Electronic – Filtering capacitor only adds noise in a rail-splitter

audionoisenoise-spectral-densityoperational-amplifierpower supply

Say I need to make a very low-noise signal inverting schematic. For that I came up with the schematic below – the U2 is a low-noise opamp in an inverting configuration, and the schematic around U1 is a rail-splitter typically seen in guitar pedals – it provides the "ground" level for the U2, thus converting a unipolar power supply into a bipolar.

The problem is that simulation shows that removing the C2 filtering capacitor drastically improves the noise characteristics for some reason. When C2 is connected, there is a very clear spike at around 20kHz, while removing it removes the peak (graphs are also shown below).
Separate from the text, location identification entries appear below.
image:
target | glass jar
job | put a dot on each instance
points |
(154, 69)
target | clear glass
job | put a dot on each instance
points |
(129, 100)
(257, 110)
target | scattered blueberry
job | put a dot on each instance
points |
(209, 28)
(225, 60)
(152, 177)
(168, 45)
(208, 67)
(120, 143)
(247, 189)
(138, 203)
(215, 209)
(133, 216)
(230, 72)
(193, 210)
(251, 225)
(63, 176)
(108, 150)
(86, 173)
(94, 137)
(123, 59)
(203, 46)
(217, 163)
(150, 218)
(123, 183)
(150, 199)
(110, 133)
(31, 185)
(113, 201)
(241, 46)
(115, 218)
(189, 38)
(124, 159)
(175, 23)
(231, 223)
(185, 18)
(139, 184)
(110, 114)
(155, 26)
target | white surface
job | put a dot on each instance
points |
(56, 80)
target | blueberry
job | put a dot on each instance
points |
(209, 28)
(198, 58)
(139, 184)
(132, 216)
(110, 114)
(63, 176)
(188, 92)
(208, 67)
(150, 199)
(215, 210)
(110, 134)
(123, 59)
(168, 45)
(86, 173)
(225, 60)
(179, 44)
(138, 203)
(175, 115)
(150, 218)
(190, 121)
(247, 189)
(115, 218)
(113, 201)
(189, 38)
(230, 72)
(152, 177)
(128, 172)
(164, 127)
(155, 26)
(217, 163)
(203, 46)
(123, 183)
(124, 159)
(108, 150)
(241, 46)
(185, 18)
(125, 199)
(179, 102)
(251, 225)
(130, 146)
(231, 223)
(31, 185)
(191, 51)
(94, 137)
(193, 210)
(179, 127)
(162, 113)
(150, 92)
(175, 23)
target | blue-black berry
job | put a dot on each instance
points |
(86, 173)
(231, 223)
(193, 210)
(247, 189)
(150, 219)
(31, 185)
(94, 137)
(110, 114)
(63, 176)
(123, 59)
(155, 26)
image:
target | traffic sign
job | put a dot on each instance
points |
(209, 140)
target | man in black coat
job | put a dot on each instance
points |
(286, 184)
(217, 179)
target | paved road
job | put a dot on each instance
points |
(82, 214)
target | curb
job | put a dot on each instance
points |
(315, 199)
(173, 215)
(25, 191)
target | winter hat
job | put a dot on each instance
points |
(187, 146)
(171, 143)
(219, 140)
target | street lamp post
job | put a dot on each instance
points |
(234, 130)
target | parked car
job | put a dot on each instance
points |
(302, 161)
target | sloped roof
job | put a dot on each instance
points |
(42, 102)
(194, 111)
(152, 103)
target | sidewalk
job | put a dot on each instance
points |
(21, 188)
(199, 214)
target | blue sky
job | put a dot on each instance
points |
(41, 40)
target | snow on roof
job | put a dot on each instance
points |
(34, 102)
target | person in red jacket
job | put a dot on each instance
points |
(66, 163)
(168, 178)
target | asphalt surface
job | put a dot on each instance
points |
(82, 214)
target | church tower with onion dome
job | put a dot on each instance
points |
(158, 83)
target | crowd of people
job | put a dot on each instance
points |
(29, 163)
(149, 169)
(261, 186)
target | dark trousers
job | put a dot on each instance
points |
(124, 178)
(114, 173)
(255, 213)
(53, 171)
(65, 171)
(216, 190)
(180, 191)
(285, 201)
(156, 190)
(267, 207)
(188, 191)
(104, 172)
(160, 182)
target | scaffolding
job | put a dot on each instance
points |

So, the question is: what causes this spike? Why can't I add additional filtering using C2 capacitor (even the rail-splitter TLE2426 datasheet suggests leaving only the C1 capacitor)? It does not even improve the noise characteristics at ~1kHz frequency range, so what is the point in it? In guitar pedals the noise characteristics are not so important, but still, why is it there then in guitar pedals if it does not improve characteristics at any frequencies? Any suggestions on should I remove the C2 capacitor in my case or how should I reimplement the rail-splitter?

P.S. If it is not clear: I've used the same schematic for both tests, the only difference is the C2 capacitor. In both cases I tested the full schematic shown below with both U1 and U2, these are not separate schematics! The input and output are the U2 input and output, U1 only provides the mid-rail voltage. I've just tried to remove the C2 capacitor from this schematic.

Schematic and graphs

Best Answer

As @brhans said, most of opamps become unstable in unity-gain configuration if they drive capacitive load. That is the case, when you put large 10uF C2. According to TL072 datasheet, there is 128 Ohm output resistor, which makes RC-circuit in conjuction with C2. It makes additional phase shift, which at some frequency converts negative feedback into positive, leading to oscillation. Why do you want to use C2?

If the purpose is to additionally filter noise, then, as @brhans suggests, use resistor in serise with C2. Yes, it will increase DC ouput resestance of splitter, but it will decouple large capacitance from feedback looop and removes oscillation. Also, you can select opamp that is 'able to drive unlimited capacitive loads', AD826, for example.